Amino and Leonardo: Next Steps

Another month has gone by with no update to Leonardo, or a real release of Amino. It's interesting how life changes. When I started this projects last summer I had no idea Jen and I would be having a baby in a month, nor did I truly have any notion how much my life would change. Everyone always says having children will change your life, but you never really understand it until you do it yourself, and our journey has just begun.

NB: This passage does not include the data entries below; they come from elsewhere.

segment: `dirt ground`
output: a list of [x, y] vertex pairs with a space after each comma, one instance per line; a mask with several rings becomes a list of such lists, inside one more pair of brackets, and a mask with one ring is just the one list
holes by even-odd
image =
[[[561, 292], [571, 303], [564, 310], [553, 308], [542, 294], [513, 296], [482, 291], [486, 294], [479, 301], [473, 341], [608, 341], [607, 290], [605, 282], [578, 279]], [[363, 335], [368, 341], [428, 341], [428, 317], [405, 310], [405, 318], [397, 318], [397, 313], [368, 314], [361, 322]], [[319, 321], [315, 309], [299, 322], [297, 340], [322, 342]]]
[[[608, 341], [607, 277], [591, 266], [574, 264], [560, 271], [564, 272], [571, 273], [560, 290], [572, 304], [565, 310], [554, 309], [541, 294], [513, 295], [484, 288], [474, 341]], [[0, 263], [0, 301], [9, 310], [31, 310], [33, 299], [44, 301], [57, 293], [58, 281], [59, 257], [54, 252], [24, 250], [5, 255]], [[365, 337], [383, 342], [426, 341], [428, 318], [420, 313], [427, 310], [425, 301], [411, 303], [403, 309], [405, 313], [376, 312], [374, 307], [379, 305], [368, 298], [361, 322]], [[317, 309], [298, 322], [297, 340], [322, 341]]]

So, the upshot of all this rambling is that kids take time, and when you have to distribute a finite resource between multiple buckets, something has to get less. Sadly this time the short straw goes to my open source projects. It doesn't mean I won't work on them anymore, just at a slower pace. However, in order to feel at peace with myself I need to leave them in a state where they can still progress without my large time commitment. That's what this post is about.

I've spent the last year working on two main open source projects called Leonardo and Amino. Quick recap: Amino is a scene graph library for Java and JavaScript. Leonardo is a vector drawing program built on top of Amino. I want to get them both to a state where they are stable, useful, and can live on their own. Hopefully more of my job will be driving the community and integrating patches rather than directly coding everything. Every project reaches a point where it should stop being driven by a singular vision, and instead be driven by needs of actual users (the good projects anyway). Now is the that time. Time to focus on gaining adoption, growing a community, and making these projects rock-freaking-solid.

Concrete Plans

Amino

Amino basically works. Shapes are animated and drawn on screen, input events are properly transformed, and it's got pixel effects on both the Java and JavaScript sides. Speed, efficiency and features driven by actual use.

Amino finally has it's own website at GoAmino.org and I've set up auto-builds for both the Java and JavaScript versions. They also have a redesigned API doc template that you can see here. Last steps before a 1.0 release: bug fixes for Mobile Safari and FireFox, more demos, and a tutorial for integrating with Swing apps. (Oh, and if someone has a nice spring easing function, that would be swell). Target: next weekend.

Leonardo

It's basically done. It lets you draw vector art of shapes, images, and paths; and also create attractive presentations (which is just multiple pages of vector art). Now comes polish and adoption and export features. I suspect the value will really be in the export features so I need to know from you guys: what do you want?

In concrete terms I have a bunch of old bugs to fix and will finish the redesigned fill picker (colors, swatches, gradients, patterns, etc.) I also need your help updating the translations. Once that's done I'll clean up the website and cut a 1.0 release. Target: end of April.

Next Steps

In short, a lot of work for the next few weeks, but with luck (and hopefully some great feedback from you) , both Amino and Leonardo will be just fine.